Kaum war sie fort, da kam meine Anrede ganz und gar wieder. Ich schalt mich über mein linkisches Wesen, meine Dummheit, meine Verlegenheit. Denn damals wußte ich noch nicht, daß diese Verlegenheit, diese Unbeholfenheit gleichfalls ihre Sprache habe, die bei vielen Frauen sehr großen Eindruck macht und weit schwieriger nachzuahmen ist, als jede andere. Indeß erinnerte ich mich bald an den Ausdruck ihrer Mienen, ihre Verwirrung, ihren Blick, und wurde dadurch weit zufriedenergestellt. Ich eilte wieder an das Fenster, um sie gehen zu sehen, da hörte ich die Thüre hinter mir sich öffnen. Kaum hatte ich Zeit, um auf das Bett meines Oheims zu springen, wo ich mich hinter den alten grünen Vorhängen, die jegliches Licht von demselben abhielten, verbarg.

Aber, mein liebes Kind, was Sie mir sagten...

Ein junger Mensch, ich versichere Sie, Herr Tom.

Ein junger Mensch! der Unverschämte! Und wie benahm er sich?

Er benahm sich gut. Er sah gar nicht unverschämt aus, Herr Tom.

Das bleibt sich gleich... denn sehen Sie, so sich hier als Herr zu benehmen...

Vielleicht ein Bekannter von Ihnen...

Ich oder mein Neffe; sonst niemand.

Ich glaube... der war's, sagte sie mit leiserer Stimme und niedergeschlagenen Augen.

Er! Eben diesen Augenblick habe ich ihn verlassen! in dem Zimmer hier unten!... Und, sagen Sie mir, kennen Sie denn auch meinen Neffen?

Hier trat eine Pause ein, eine ewig lange Pause.
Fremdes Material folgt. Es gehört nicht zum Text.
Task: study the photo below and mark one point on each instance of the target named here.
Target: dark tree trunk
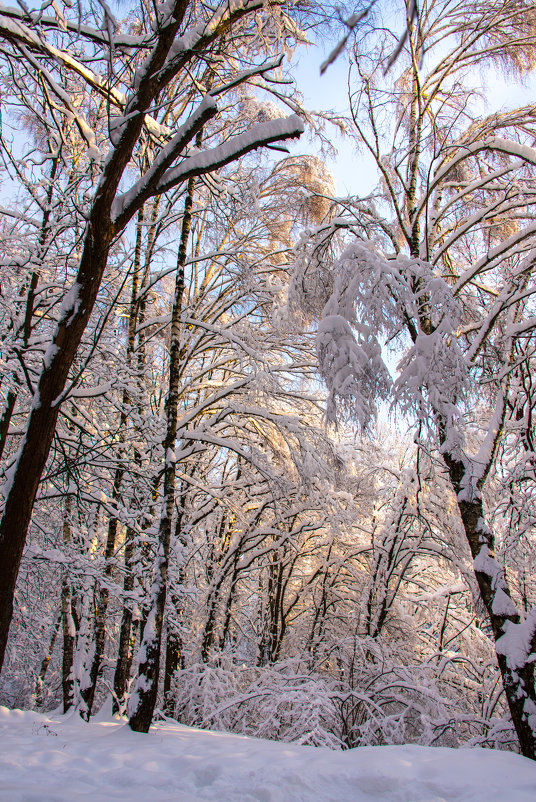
(45, 663)
(518, 681)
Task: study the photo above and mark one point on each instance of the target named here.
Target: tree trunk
(126, 635)
(517, 676)
(45, 663)
(143, 700)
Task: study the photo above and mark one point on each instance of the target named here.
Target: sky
(355, 173)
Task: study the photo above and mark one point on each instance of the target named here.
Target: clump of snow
(517, 643)
(60, 758)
Sie erröthen, hübsches Kind!... Nun, verlassen Sie sich darauf, es gibt deren genug, die nicht so brav... auch nicht so liebenswürdig... Doch sagen Sie, woher kennen Sie ihn?

Mein Herr... Sie sagten, daß er unter Ihrem Zimmer wohne. Hier habe ich zuweilen am Fenster... denselben jungen Mann gesehen, der mich hier empfing.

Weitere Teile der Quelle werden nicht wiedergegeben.